Mountain Media, LLC by Mountain Media, LLC
June 16, 2026
in Opinion
0

Have you ever been stuck? Really stuck, as in “I have no idea how I got myself in this situation, and I have no idea how I’m going to get out” stuck. When Adam was a toddler, he stuck his head through the spokes of his wagon wheel bed frame. I heard this voice calling from upstairs and it had a frantic vibrato to it. “Mooooooom, Mooooooom!”

I had to laugh when I first found him, for the little fellow was truly stuck. His body was too big to move forward through the spokes, and his head appeared too large to go backwards. He was just there caterwauling for me, and I was supposed to have a solution.

I had every confidence that I could get him out, until I tried. Try as I might, there was no exorcising him from the hold of the spokes on his cowboy bed. I gently tried pushing his head backwards, to no avail. I turned his head. I tried pushing his head. I attempted to pull the spokes apart with not one single ounce of luck. My toddler was stuck.

It was then that he panicked, for when you are three and Mom can’t fix it, the end of the world is at hand. He began to cry the cry of an animal in a trap. Now, most mothers can tell you that they are able to differentiate the different cries of their children. There are many of them from the “I’m so grouchy and need a nap” cry to the “the world has ended and I am bleeding “cry. Adam’s cry at this point was high on the “world is ending” spectrum.

So I did what any real mother would do. I went to the shed and I got a hacksaw. I’d have let my husband do it, but he was on the road selling film for Kodak. Back up the stairs I marched with a saw in my hand to saw those spokes from around my baby’s neck.

It never occurred to me that the sight of me with a saw in hand would push him over the edge. I hadn’t bothered to explain to him my plan, I was panicked myself; so it should come as no surprise to you when I tell you that my baby thought I was going to saw his head off. He cried, snot was running down the bedframe, and in this wee, trembling voice he begged me not to kill him.

My heart sunk as I realized what he thought.

“No, baby, Momma isn’t going to cut your sweet, little head off. I’m just going to saw the wood away from where it has you trapped.”

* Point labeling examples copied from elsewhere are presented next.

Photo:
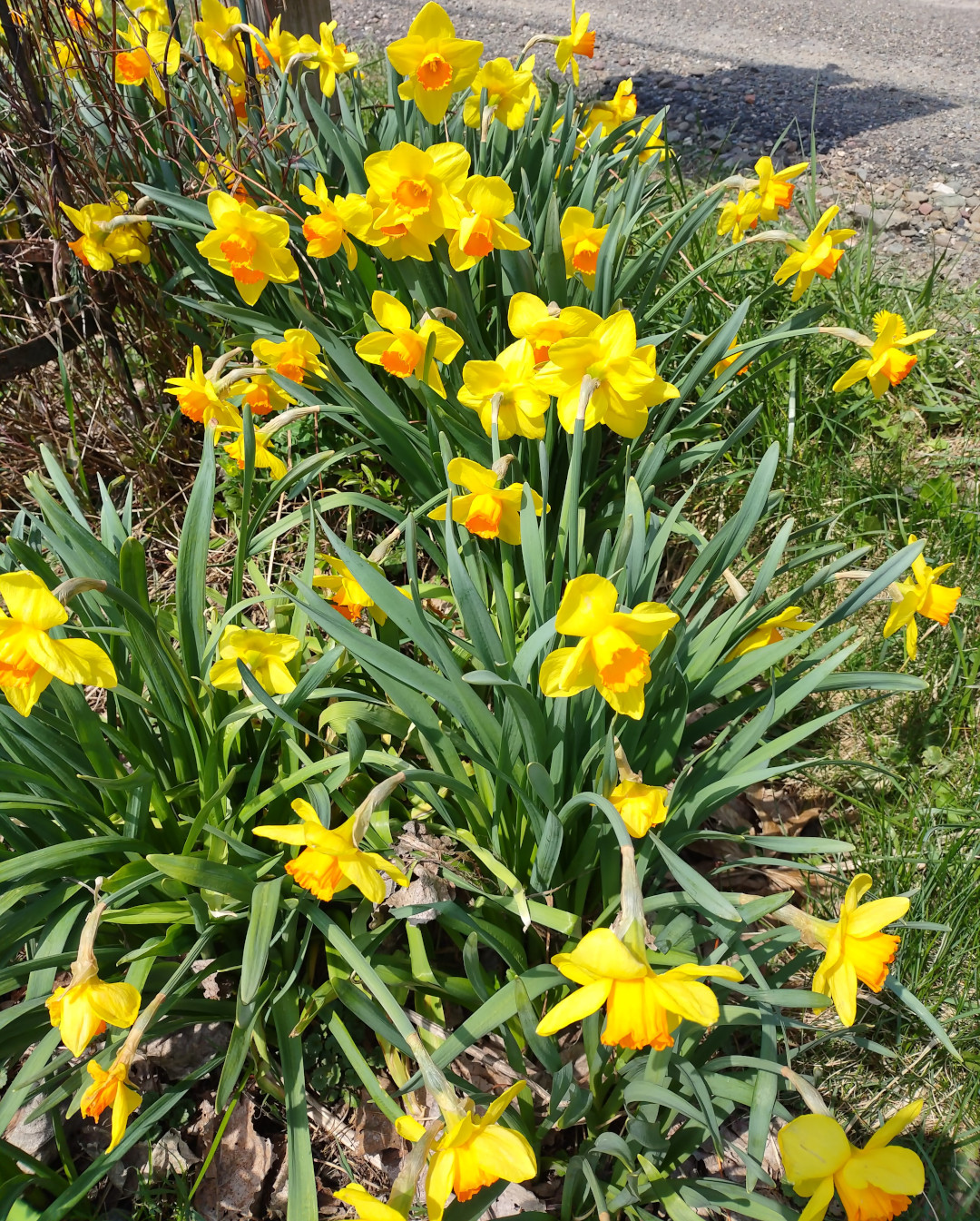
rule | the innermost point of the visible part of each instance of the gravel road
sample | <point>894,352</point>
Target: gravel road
<point>897,88</point>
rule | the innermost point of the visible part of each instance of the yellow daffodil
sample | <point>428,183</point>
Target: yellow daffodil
<point>145,64</point>
<point>521,404</point>
<point>199,397</point>
<point>296,356</point>
<point>400,350</point>
<point>331,860</point>
<point>856,947</point>
<point>876,1183</point>
<point>816,257</point>
<point>29,657</point>
<point>222,44</point>
<point>264,654</point>
<point>100,246</point>
<point>365,1206</point>
<point>542,325</point>
<point>642,1006</point>
<point>265,457</point>
<point>347,594</point>
<point>435,61</point>
<point>626,375</point>
<point>640,806</point>
<point>580,243</point>
<point>887,363</point>
<point>248,244</point>
<point>739,216</point>
<point>488,510</point>
<point>769,632</point>
<point>329,229</point>
<point>510,93</point>
<point>580,41</point>
<point>476,1150</point>
<point>615,646</point>
<point>775,190</point>
<point>413,195</point>
<point>110,1089</point>
<point>922,596</point>
<point>487,202</point>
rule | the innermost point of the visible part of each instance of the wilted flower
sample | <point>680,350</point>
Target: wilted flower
<point>521,403</point>
<point>329,229</point>
<point>887,363</point>
<point>488,510</point>
<point>264,654</point>
<point>510,93</point>
<point>400,350</point>
<point>876,1183</point>
<point>615,646</point>
<point>29,657</point>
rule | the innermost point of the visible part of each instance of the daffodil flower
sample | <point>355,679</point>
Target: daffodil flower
<point>814,257</point>
<point>615,646</point>
<point>435,61</point>
<point>542,325</point>
<point>922,596</point>
<point>488,510</point>
<point>581,241</point>
<point>294,357</point>
<point>506,382</point>
<point>400,350</point>
<point>248,244</point>
<point>580,41</point>
<point>29,657</point>
<point>640,806</point>
<point>331,860</point>
<point>329,229</point>
<point>510,93</point>
<point>487,202</point>
<point>739,216</point>
<point>642,1006</point>
<point>770,632</point>
<point>887,363</point>
<point>100,246</point>
<point>199,399</point>
<point>264,654</point>
<point>475,1152</point>
<point>221,42</point>
<point>627,379</point>
<point>874,1183</point>
<point>413,194</point>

At this point I thought about calling the fire department, the police, the neighbors, and my folks in Tennessee, but I didn’t. I started at the top and the first rub of the saw blade against the frame caused Adam to scream. I stopped.

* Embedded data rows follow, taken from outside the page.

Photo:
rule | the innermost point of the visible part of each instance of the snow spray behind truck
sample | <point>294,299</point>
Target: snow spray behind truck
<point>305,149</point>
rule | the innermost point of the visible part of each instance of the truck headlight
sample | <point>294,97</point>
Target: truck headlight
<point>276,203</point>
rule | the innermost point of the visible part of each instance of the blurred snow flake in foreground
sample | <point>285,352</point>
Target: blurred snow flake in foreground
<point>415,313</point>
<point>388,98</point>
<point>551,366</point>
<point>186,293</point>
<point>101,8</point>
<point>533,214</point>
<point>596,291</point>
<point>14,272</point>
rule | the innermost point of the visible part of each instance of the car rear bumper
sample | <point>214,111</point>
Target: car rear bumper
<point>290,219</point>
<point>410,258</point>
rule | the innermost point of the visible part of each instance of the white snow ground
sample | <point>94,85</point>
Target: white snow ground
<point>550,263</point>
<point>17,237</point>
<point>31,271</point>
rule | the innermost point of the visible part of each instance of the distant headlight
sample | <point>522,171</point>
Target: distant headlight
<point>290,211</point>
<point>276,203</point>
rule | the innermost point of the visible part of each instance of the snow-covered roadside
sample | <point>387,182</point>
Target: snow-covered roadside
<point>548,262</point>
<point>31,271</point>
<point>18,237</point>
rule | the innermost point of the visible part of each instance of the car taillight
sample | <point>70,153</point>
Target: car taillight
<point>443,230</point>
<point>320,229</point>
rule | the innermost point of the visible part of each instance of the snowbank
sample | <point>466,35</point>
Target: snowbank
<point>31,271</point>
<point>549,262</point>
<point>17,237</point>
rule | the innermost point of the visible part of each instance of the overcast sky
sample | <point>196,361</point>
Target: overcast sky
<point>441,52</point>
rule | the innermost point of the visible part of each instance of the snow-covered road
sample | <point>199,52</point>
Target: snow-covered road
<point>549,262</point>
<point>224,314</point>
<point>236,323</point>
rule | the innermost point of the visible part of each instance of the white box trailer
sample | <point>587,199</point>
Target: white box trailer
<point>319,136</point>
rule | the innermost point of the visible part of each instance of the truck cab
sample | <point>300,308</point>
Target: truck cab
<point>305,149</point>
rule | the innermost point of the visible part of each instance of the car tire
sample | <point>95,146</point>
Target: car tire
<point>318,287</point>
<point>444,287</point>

Plan B was to grease his head with Vaseline. I figured we’d be a week or so getting it out of his blonde curls, but I had to get him out. So I slathered his head in Vaseline, and it still would not come out. By this time, I had awakened the other two children and they were standing beside him, petting him like a little dog, and reassuring him that if he died they’d bury him with his favorite stuffed toy, E.T.

Sarah was barely beginning to talk at the time and she just repeated over and over, “Oh, Amam, you in trouble now. Oh, Amam, you in trouble now.” Andy was laughing and rolling around on his twin bed, and probably patting himself on the back that the possessed he good sense to keep his head out of the spokes o his matching bed.

Then it dawned on me that if his head went in, it had to be at an angle to slide through the spokes. I pushed his head back. No luck. I turned his chin. No luck. Then, I tucked his chin toward his chest, release was facilitated by the Vaseline, and my child was free. Scarred for life, but free.

So, this week as I was feeling particularly stuck in a situation beyond my control, I remembered. You can saw your way out, but that is scary. You can grease your way out, but it takes weeks to get that out of your hair; or you can remember how you got there and reverse the situation. All the while vowing that never, ever again will I be stupid enough to get myself stuck the same way again.